Durante siglos, ese mismo reparo garantizó la mesura de nuestros rostros. No ignoramos los numerosos ejemplos de lo contrario, las logradas representaciones de la cólera o la congoja; no ignoramos que la una y la otra tengan un lugar destacado en la iconografía occidental, pero, incluso ahí, las Bellas Artes siempre dieron a nuestras facciones una plasticidad más bien infrecuente y a menudo difícil.

La soltura vino por otro lado. Así como en el siglo XX los verdaderos herederos de Miguel Ángel y Rubens, de Tiepolo o Bouguereau, no son lo que llamamos “artistas contemporáneos”, sino los ilustradores de fantasía y ciencia ficción (Frank Frazetta, Jeffrey Catherine Jones, el horrendo Boris Vallejo, etc.), son las artes “menores” las que terminan de desplegar toda la expresividad de la que es capaz el rostro humano. Sumemos también el cuerpo. Y digamos, además, que por menores nos referimos aquí a las artes visuales destinadas más bien al entretenimiento y la decoración, desde las gárgolas a los dibujos animados, pasando por la caricatura y sobre todo la historieta.

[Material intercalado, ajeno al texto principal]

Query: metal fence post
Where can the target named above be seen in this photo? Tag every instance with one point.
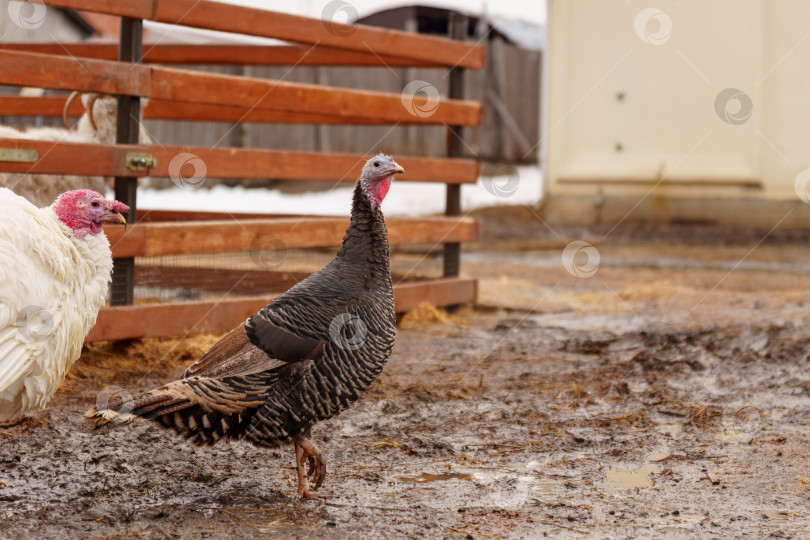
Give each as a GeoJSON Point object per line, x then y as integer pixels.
{"type": "Point", "coordinates": [130, 49]}
{"type": "Point", "coordinates": [455, 149]}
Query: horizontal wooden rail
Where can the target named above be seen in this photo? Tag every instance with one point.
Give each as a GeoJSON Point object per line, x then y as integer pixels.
{"type": "Point", "coordinates": [66, 73]}
{"type": "Point", "coordinates": [293, 28]}
{"type": "Point", "coordinates": [224, 54]}
{"type": "Point", "coordinates": [184, 318]}
{"type": "Point", "coordinates": [235, 234]}
{"type": "Point", "coordinates": [174, 110]}
{"type": "Point", "coordinates": [190, 165]}
{"type": "Point", "coordinates": [145, 215]}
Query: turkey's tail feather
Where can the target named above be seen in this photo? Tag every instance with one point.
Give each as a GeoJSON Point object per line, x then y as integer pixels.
{"type": "Point", "coordinates": [199, 409]}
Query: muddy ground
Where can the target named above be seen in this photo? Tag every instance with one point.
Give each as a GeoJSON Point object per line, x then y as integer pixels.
{"type": "Point", "coordinates": [666, 395]}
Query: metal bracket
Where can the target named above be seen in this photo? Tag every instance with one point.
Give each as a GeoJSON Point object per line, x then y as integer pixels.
{"type": "Point", "coordinates": [19, 156]}
{"type": "Point", "coordinates": [138, 161]}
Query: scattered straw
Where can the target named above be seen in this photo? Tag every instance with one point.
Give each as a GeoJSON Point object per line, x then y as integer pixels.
{"type": "Point", "coordinates": [425, 314]}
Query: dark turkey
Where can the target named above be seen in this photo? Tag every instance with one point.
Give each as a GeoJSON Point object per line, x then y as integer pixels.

Sobre el primer punto no hay mayor controversia. La comparación de Frazetta y los suyos con los maestros de la pintura no solo es muy común; es algo que salta a los ojos. Basta ver el San Jorge de Rubens junto a cualquier Conan en armas; contar las veces que el Caminante de Friedrich ha servido de modelo compositivo y espiritual a guerreros y cosmonautas. Las islas, las criaturas de Böcklin, todo el conjunto de ensoñaciones simbolistas se confunde casi sin distancia con los mundos que entintan Jones y compañía. Más que casi cualquier artista contemporáneo, esta es gente que entiende de pinceles y colores, de líneas y sombras, pintores que todavía celan las proporciones doradas, las leyes de la anatomía y que conocen de memoria la tensión y el descanso de cada uno de nuestros músculos, porque el sentido de su arte sigue estando —como para el arte clásico— en la gracia, la fuerza, en la gloria del cuerpo humano.

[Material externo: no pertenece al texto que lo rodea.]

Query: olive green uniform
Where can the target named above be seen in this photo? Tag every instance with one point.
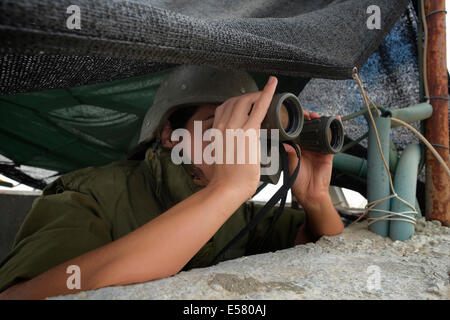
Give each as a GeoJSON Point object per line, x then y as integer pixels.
{"type": "Point", "coordinates": [91, 207]}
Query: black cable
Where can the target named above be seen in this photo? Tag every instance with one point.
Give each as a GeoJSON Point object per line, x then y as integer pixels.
{"type": "Point", "coordinates": [267, 207]}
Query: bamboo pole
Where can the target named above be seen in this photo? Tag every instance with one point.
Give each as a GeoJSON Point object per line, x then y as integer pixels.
{"type": "Point", "coordinates": [437, 182]}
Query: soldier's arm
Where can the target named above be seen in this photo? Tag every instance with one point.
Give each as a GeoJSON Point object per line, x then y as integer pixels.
{"type": "Point", "coordinates": [158, 249]}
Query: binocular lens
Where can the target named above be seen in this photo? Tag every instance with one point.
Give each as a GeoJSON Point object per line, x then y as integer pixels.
{"type": "Point", "coordinates": [285, 114]}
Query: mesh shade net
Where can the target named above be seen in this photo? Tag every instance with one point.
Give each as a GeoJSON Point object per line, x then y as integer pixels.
{"type": "Point", "coordinates": [104, 75]}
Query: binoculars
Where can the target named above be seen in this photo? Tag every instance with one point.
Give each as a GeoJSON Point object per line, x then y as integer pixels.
{"type": "Point", "coordinates": [322, 135]}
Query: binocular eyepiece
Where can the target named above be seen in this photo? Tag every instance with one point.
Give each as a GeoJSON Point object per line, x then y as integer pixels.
{"type": "Point", "coordinates": [285, 113]}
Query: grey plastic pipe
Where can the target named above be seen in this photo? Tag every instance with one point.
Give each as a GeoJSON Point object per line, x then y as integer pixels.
{"type": "Point", "coordinates": [377, 178]}
{"type": "Point", "coordinates": [405, 183]}
{"type": "Point", "coordinates": [413, 113]}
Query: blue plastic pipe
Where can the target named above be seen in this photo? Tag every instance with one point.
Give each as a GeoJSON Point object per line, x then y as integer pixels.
{"type": "Point", "coordinates": [377, 178]}
{"type": "Point", "coordinates": [405, 183]}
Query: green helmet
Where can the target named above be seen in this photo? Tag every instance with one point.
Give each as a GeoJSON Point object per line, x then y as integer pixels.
{"type": "Point", "coordinates": [191, 85]}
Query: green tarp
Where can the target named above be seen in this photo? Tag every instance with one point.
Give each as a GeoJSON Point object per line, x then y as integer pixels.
{"type": "Point", "coordinates": [68, 129]}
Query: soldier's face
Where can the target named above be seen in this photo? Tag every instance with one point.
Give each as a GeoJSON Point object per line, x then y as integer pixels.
{"type": "Point", "coordinates": [205, 114]}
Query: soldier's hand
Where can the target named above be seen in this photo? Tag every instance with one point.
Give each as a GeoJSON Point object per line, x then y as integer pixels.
{"type": "Point", "coordinates": [241, 116]}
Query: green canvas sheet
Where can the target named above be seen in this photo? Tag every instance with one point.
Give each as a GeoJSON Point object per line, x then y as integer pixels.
{"type": "Point", "coordinates": [68, 129]}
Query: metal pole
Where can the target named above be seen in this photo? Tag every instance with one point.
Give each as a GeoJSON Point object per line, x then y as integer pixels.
{"type": "Point", "coordinates": [437, 182]}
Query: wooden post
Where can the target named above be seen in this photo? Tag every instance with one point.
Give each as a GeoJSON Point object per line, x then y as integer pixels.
{"type": "Point", "coordinates": [437, 181]}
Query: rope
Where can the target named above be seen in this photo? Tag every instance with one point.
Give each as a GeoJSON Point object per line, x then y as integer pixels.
{"type": "Point", "coordinates": [425, 46]}
{"type": "Point", "coordinates": [370, 206]}
{"type": "Point", "coordinates": [436, 11]}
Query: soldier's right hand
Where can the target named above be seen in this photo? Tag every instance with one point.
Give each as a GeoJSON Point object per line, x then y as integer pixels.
{"type": "Point", "coordinates": [241, 116]}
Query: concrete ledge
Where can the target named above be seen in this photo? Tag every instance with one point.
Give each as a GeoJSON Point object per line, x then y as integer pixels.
{"type": "Point", "coordinates": [339, 267]}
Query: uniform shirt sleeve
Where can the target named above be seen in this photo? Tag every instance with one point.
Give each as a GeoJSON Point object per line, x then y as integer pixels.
{"type": "Point", "coordinates": [284, 232]}
{"type": "Point", "coordinates": [59, 227]}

En el siglo XX los verdaderos herederos de Miguel Ángel y Rubens, de Tiepolo o Bouguereau, no son lo que llamamos ‘artistas contemporáneos’, sino los ilustradores de fantasía y ciencia ficción (Frank Frazetta, Jeffrey Catherine Jones, el horrendo Boris Vallejo, etc.), son las artes ‘menores’ las que terminan de desplegar toda la expresividad de la que es capaz el rostro humano. Sumemos también el cuerpo.

Dentro de ese lenguaje, la historieta de superhéroes ofrece ya una primera modulación —digámosle así— respecto de las artes mayores. Por mucho que, desde el Renacimiento en adelante, la pintura buscara agotar toda posible postura de manos y miembros, no hay periodo artístico que haya podido imaginar a Spider-Man. El superhéroe pide nuevos movimientos, nuevos ángulos y, también, nuevos cuerpos: la enormidad inelegante de Hulk o la esbeltez de cualquier heroína, que finalmente da a la mujer la perfección atlética que la tradición había reservado a los hombres. Un cruce entre la Gibson Girl y el Hombre de Vitruvio. Esa continuidad estilística con el clasicismo es, quizás, la continuidad del héroe que se bate a puño limpio: la del atleta, el luchador o el dios, que la historieta convierte en mutante, extraterrestre, en ciudadano común, y que, llegado el siglo XX, había perdido casi toda vigencia, menguado por la maquinización de la guerra y reemplazado por la gente de a pie. Un enroque: mientras la pintura termina retratando cuerpos quietos y civiles, la historieta retoma ese universo cuyo destino sigue en manos de cuerpos ágiles, musculosos y desnudos. El universo con que todavía sueña Cristiano Ronaldo.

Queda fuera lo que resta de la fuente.